Furthermore, in the above example, the calculation becomes very simple by obtaining the diagonal straight line information around the brightness A from the information of the longest scan line. In other words, there is no scan line that requires more @ elements than the stored brightness gradient linear information,
Luminance information for each scan line can be easily obtained by simply adding the luminances at the starting points of each scan line. However, as mentioned above, the brightness gradient straight line information does not need to be obtained by selecting the longest line in this way, and can of course be calculated using the IIi degree gradient straight line information obtained from any one line.

The above is exactly the same in the case of polygons larger than triangles.

Note that the above explanation is based on the case where polygonal shading is performed using a raster scan type display means.
The present invention is applicable even to a random scan type display device in which the inside of a polygon is represented as a set of scan lines in a fixed direction.

Further, the same processing as above is applied to the primary color signals R and G.
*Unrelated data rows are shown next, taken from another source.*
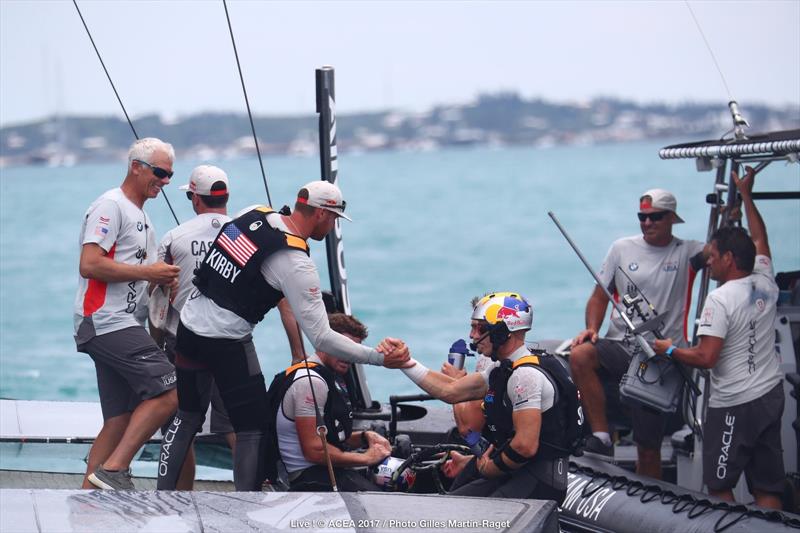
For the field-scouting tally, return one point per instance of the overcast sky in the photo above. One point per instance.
(175, 57)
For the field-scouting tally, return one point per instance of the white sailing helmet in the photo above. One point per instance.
(508, 307)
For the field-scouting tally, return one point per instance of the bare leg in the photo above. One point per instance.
(105, 443)
(186, 477)
(649, 463)
(145, 420)
(726, 495)
(230, 438)
(584, 363)
(768, 500)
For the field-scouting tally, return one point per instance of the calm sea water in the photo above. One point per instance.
(430, 231)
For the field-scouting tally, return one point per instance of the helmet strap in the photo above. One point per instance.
(498, 335)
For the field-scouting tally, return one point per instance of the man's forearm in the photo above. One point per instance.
(107, 270)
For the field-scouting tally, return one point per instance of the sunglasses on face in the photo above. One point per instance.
(481, 328)
(338, 206)
(158, 172)
(654, 217)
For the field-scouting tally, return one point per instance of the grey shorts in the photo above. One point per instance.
(129, 366)
(747, 438)
(648, 425)
(220, 423)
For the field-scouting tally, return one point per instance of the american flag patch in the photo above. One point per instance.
(238, 246)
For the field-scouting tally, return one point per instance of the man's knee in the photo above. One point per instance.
(583, 358)
(649, 455)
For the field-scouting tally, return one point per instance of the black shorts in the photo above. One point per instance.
(220, 422)
(233, 365)
(745, 437)
(130, 368)
(648, 425)
(537, 479)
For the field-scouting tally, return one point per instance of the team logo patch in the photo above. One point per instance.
(236, 243)
(708, 316)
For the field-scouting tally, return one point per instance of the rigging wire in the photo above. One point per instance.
(322, 429)
(246, 101)
(163, 192)
(710, 50)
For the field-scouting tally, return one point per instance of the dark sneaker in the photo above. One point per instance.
(111, 479)
(598, 448)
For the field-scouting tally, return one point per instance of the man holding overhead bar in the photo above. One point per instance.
(742, 430)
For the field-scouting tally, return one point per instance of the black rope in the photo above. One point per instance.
(246, 101)
(322, 429)
(694, 507)
(124, 111)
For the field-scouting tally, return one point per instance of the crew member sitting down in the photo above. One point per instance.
(320, 383)
(527, 405)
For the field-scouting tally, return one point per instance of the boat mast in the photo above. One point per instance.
(329, 170)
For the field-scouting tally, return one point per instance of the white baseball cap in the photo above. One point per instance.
(203, 179)
(660, 199)
(324, 195)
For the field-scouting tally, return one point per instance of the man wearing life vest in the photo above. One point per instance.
(525, 398)
(662, 267)
(135, 379)
(186, 246)
(258, 259)
(295, 395)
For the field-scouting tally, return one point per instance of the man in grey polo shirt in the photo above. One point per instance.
(663, 267)
(259, 258)
(135, 380)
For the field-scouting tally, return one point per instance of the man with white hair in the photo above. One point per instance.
(259, 258)
(135, 380)
(662, 267)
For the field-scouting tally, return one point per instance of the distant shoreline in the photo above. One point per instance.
(503, 119)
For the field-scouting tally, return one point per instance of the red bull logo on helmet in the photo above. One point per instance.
(507, 307)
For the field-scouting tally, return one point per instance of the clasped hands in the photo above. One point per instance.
(395, 353)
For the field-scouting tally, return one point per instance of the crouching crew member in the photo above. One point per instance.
(293, 425)
(256, 260)
(531, 406)
(737, 342)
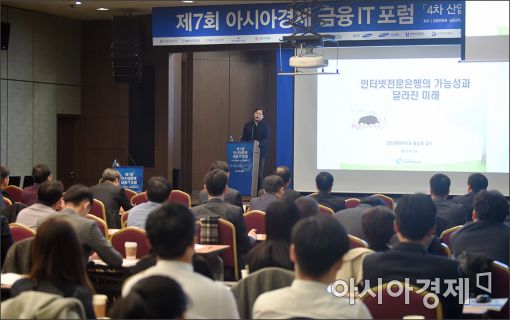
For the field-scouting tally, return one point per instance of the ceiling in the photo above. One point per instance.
(88, 9)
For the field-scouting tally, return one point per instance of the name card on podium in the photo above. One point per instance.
(131, 178)
(243, 162)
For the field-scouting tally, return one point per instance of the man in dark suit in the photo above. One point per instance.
(284, 173)
(258, 130)
(232, 195)
(112, 196)
(414, 224)
(274, 188)
(449, 213)
(216, 185)
(324, 183)
(486, 234)
(476, 182)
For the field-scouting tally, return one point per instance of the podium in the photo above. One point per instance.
(243, 161)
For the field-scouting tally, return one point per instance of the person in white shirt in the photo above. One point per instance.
(318, 244)
(171, 233)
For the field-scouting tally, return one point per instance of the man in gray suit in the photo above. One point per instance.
(216, 186)
(232, 195)
(77, 202)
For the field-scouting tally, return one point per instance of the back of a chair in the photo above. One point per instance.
(100, 223)
(139, 198)
(178, 196)
(255, 219)
(14, 192)
(352, 202)
(131, 234)
(98, 210)
(395, 306)
(387, 200)
(20, 232)
(356, 242)
(446, 234)
(500, 275)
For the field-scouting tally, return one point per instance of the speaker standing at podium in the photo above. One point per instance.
(258, 130)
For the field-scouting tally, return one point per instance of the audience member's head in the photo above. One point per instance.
(216, 182)
(307, 206)
(154, 297)
(284, 173)
(415, 217)
(50, 193)
(110, 175)
(274, 184)
(56, 254)
(490, 206)
(440, 185)
(4, 177)
(158, 189)
(318, 244)
(477, 182)
(171, 231)
(79, 197)
(281, 216)
(324, 181)
(41, 173)
(377, 224)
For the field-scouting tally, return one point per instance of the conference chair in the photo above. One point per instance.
(395, 307)
(326, 210)
(178, 196)
(446, 234)
(14, 192)
(387, 200)
(352, 203)
(131, 234)
(20, 232)
(101, 224)
(139, 198)
(355, 242)
(255, 219)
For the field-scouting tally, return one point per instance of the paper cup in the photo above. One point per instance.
(99, 303)
(130, 248)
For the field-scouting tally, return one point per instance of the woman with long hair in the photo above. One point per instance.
(57, 265)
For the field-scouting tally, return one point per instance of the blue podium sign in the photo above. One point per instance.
(131, 178)
(243, 161)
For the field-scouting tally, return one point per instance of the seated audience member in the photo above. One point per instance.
(232, 195)
(415, 218)
(307, 206)
(486, 234)
(318, 244)
(274, 188)
(154, 297)
(158, 190)
(274, 252)
(449, 214)
(377, 224)
(49, 200)
(57, 266)
(40, 174)
(112, 196)
(171, 233)
(350, 218)
(324, 183)
(284, 173)
(77, 202)
(476, 182)
(216, 186)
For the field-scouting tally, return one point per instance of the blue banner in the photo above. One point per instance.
(240, 162)
(131, 178)
(346, 20)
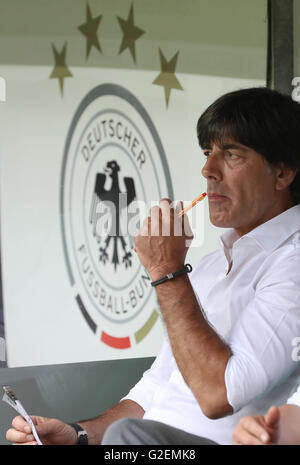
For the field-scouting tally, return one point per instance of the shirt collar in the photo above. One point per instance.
(270, 234)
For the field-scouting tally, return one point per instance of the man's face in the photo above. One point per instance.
(240, 186)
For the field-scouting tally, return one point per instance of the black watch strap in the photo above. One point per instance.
(81, 434)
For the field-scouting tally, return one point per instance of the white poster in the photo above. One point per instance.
(85, 150)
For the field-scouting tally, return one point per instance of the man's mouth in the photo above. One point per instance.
(214, 196)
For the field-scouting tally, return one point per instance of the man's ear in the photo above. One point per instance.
(284, 176)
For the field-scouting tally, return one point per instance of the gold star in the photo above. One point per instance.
(167, 78)
(89, 30)
(130, 34)
(60, 71)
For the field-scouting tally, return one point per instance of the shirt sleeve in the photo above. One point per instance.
(158, 373)
(262, 337)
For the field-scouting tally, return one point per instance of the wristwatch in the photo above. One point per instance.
(81, 434)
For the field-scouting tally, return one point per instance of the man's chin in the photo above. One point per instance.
(220, 222)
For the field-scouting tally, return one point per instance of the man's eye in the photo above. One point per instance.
(232, 156)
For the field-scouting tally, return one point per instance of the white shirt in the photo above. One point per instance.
(255, 308)
(295, 398)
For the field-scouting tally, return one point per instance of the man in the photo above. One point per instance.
(227, 350)
(279, 426)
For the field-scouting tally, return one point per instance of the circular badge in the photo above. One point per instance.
(114, 166)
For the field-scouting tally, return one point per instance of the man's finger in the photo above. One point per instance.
(13, 435)
(272, 417)
(255, 429)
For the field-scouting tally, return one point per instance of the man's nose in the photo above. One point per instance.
(212, 167)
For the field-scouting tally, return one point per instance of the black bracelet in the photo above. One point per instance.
(186, 269)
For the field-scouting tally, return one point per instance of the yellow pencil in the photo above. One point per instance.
(192, 204)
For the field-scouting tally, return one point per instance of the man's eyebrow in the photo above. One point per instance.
(226, 147)
(233, 146)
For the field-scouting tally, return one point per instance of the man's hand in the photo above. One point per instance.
(50, 431)
(258, 429)
(162, 242)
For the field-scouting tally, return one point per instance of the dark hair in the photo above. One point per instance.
(260, 118)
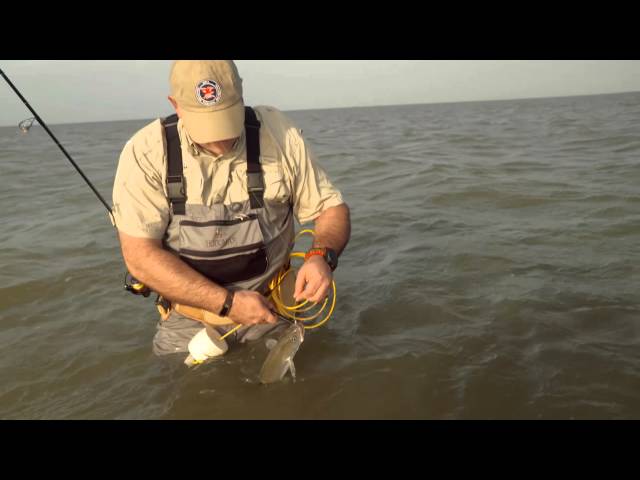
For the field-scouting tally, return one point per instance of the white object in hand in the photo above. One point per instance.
(204, 345)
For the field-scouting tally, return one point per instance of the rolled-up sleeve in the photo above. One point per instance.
(313, 192)
(140, 206)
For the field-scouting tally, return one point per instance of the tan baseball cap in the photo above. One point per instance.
(209, 94)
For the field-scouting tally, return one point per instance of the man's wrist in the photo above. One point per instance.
(228, 303)
(329, 255)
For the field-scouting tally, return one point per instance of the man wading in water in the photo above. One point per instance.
(204, 205)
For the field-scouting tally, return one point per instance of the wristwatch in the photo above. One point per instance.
(330, 256)
(227, 304)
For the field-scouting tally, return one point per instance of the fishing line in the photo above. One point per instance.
(25, 126)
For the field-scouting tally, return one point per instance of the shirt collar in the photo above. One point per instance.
(197, 151)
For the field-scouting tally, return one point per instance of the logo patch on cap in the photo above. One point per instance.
(208, 93)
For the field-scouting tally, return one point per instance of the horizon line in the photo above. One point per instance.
(372, 106)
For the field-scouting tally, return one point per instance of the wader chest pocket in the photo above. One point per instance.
(225, 251)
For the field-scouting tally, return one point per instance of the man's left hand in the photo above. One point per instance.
(313, 280)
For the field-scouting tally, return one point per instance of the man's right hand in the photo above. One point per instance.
(250, 308)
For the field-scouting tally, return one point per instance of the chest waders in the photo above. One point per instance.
(240, 246)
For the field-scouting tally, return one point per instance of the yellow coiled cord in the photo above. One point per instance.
(293, 311)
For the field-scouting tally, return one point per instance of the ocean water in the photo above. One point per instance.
(493, 273)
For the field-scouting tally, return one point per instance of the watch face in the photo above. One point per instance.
(332, 258)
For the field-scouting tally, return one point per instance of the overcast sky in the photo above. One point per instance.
(85, 91)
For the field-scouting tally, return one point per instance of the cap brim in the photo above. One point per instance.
(205, 127)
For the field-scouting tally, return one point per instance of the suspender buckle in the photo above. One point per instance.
(175, 187)
(255, 182)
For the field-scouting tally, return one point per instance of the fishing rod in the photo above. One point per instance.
(41, 122)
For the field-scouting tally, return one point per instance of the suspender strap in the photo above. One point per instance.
(255, 180)
(175, 180)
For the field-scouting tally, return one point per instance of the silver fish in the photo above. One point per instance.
(280, 358)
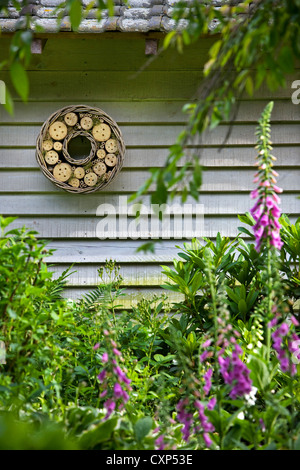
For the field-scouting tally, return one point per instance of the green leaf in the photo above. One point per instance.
(249, 86)
(20, 80)
(97, 433)
(75, 14)
(9, 104)
(142, 427)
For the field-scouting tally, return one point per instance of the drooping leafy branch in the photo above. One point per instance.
(256, 43)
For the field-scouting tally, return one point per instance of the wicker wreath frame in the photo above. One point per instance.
(87, 163)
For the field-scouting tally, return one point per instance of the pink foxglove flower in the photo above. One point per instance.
(266, 211)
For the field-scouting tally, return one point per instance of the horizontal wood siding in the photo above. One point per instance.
(146, 99)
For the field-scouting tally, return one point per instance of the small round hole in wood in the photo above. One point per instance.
(78, 147)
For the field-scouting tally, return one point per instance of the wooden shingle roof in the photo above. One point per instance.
(136, 16)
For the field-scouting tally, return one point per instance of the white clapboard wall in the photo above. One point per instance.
(147, 104)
If this is done for each level of B, and an image is displayed using color CET using these primary color signals R, G, and H, then
This invention can also be applied to color images.

〔Effect of the invention〕

According to this invention, the brightness gradient straight line information is obtained from any one scan line for displaying a polygon, and this information is sequentially added to the starting point of each scan line. Brightness information can be obtained. Therefore, the brightness gradient straight line information only needs to be obtained for one scan line, and the amount of calculation can be extremely small.

This allows high-speed processing.

In addition, since the same brightness slope straight line information is used for each line, it is possible to perform good Gouraud shading without uneven brightness slopes, unlike the conventional case where brightness slope straight line information is obtained for each line. .

In addition, in the case of the present invention, it is not necessary to store all the luminance information at the position of each pixel within the polygon in the memory, and the positional information of the starting point and ending point of each scan line and the luminance 1 of the starting point Since only 'N'+n can be stored, there is also the advantage that a small capacity memory can be used.

[Brief explanation of the drawing]

FIG. 1 is a functional block diagram of an example of this inventive device, FIGS. 2 to 5 are explanatory diagrams, FIG. 6 is a functional block diagram of another example of this inventive device, and FIG. 7 is a conventional FIG. 2 is a diagram for explaining an example of a shading device. (2) is the scan line conversion means, (4) is the brightness gradient linear information forming means, (5) is the 1st diagonal memo IJ, (7) and (12) are the addition means, (9) and (14) are the C ) is 1.

Claims (1)

[Scope of Claims] An apparatus for representing a polygon as a set of many lines in a certain direction, and for providing shading on the inside of this polygon so that the brightness changes at a certain slope in one direction, means for obtaining luminance gradient straight line information from the positional information of the starting point and ending point of any one line, and the luminance information of each of the starting point and the ending point, and a memory for storing the luminance gradient linear information. , an image in which the luminance information of each line constituting the inside of the polygon is obtained by sequentially adding the luminance of the starting point of each line to the luminance gradient straight line information read from the memory up to the position of the ending point. shading device.